Where are you from?
I live in North Durham, up by West Point on the Eno.
I grew up in Connecticut but I’ve been here for eleven years.
How would you describe your style of art?
Pretty representational. Lots of animals—especially birds.
What was your inspiration behind your satellite piece?
I was having a lot of trouble coming up with an idea and for me I just decided to go back to basics, which is birds. If I can’t think of anything to draw, I just draw a bird or my dog. For this project, the bird seemed to work. The idea of it being in a circle just lent itself really well to the curve of the wings. When I put on black shadow, it popped and seemed to work with the idea that these satellites are no longer in use and kind of dead, but now there’s new life coming off of it which they organized by having the artists paint them. This is my first mural, and it was very intimidating the idea of putting my art somewhere so public, so this is the boldness that it
took for me to share my art.
What kind of art do you usually do?
Usually oil painting, which is so different from this paint because oil paint takes days to dry and I like to blend it, or leave it for a week and let it dry and then go back. This drys in like a minute and then you can’t blend it so that was certainly challenging. Sometimes colored pencils and sometimes watercolor, but oil paint is sort of my go to.
Why is art important for you, and why do you think art is important in general?
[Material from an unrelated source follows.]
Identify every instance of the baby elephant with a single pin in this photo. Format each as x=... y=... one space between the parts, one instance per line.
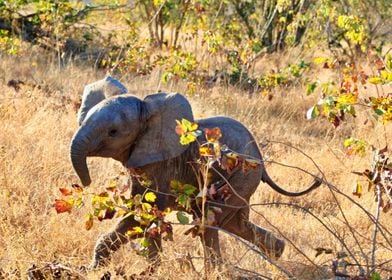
x=140 y=133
Well, art is important for me because I just love it, and I don’t know it’s just like I couldn’t do anything else. This project is really cool because I see how art impacts the public and the community. It has been a very rewarding experience because I was a little bit unsure about the idea of just sitting in my studio making art for myself, but this is a lot easier to do, I can be like oh, I’m making it for the community, that makes sense.